'Improve services by going mutual'
Thursday, November 12, 2009
The government is looking to change how hospitals, schools, care providers and even leisure centres deliver services by adopting a John Lewis-style mutual partnership arrangement.
The aim is to offer various public sector bodies the chance to govern themselves, although unlike the John Lewis model, workers would not have any level of ownership.
Labour has made the announcement after the Conservatives' leader David Cameron said that public services should be devolved to local groups and charities and patient care could be improved if the NHS adopted an employee partnership approach. The government is said to be privately miffed that Cameron's comments got more publicity than their plan which was originally unveiled some time ago. However, it has been pointed out that Labour got rid of mutualism in the mid 1940s after it decided that public services should be provided by large bodies like the NHS that are controlled centrally.
A 'senior Labour source' has been quoted as saying: "We are not going to concede the territory of community action and the battle against inequality to the Tories – we are reclaiming the mutual tradition for Labour."

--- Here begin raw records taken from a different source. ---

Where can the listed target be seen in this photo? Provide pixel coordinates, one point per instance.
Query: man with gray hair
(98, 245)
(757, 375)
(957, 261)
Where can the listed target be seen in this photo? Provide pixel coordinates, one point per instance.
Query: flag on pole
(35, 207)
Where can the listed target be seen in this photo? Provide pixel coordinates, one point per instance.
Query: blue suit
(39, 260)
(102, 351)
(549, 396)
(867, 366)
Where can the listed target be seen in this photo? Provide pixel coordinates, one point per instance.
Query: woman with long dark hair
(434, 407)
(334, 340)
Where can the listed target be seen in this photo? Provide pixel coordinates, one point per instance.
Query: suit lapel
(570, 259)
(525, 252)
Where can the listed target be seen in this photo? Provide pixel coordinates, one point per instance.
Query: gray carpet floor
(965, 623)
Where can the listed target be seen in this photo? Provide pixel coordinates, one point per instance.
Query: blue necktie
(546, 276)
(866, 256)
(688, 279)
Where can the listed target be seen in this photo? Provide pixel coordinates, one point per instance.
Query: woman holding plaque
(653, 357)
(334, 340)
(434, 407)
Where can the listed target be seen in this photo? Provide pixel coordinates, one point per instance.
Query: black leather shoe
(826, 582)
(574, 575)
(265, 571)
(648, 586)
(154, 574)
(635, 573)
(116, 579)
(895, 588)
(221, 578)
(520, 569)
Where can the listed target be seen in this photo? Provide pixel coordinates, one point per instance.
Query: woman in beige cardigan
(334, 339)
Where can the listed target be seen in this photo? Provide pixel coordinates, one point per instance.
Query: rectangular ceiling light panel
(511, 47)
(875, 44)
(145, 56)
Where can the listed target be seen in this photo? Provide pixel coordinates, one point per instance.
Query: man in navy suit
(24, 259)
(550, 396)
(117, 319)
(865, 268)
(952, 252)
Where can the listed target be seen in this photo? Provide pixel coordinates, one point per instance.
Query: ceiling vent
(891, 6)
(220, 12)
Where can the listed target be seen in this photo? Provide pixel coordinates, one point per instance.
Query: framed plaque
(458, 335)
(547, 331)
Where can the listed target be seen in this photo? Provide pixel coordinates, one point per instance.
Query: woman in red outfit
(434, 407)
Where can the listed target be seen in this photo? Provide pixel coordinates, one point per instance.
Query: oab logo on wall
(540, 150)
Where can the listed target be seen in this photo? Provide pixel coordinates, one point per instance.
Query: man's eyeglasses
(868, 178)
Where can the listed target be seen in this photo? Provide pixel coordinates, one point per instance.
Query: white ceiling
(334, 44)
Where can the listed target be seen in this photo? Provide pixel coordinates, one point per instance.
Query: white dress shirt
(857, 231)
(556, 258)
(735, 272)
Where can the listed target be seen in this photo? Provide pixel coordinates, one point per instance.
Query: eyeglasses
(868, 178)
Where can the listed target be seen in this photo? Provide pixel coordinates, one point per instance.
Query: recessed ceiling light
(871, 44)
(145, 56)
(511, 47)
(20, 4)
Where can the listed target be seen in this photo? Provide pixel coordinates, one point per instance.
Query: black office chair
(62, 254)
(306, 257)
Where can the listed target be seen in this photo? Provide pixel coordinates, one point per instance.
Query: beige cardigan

A Labour figure involved in drawing up the party's general election manifesto said: "We have recognised the limits of both the state and markets in the light of the lessons learned from the crisis in the financial sector. We need to explore the space around voluntary and community provision and social enterprise: more bottom-up, greater devolution of power but within a clear framework of funding and guarantees for the individual citizen."
Advisers to the government are said to have pointed out that some mutuals have seen productivity go up by up to 5 per cent.
Tessa Jowell, secretary of state for the Cabinet Office, said: "Public service reform has been on a long journey over 10 years. The next stage of reform has to capture the needs and wishes of those who use public services, for them to become more reactive, sensitive and empathetic. We think mutuals have a much broader potential across the public sector, especially now where they can become an expression of the new national soul post-credit crunch."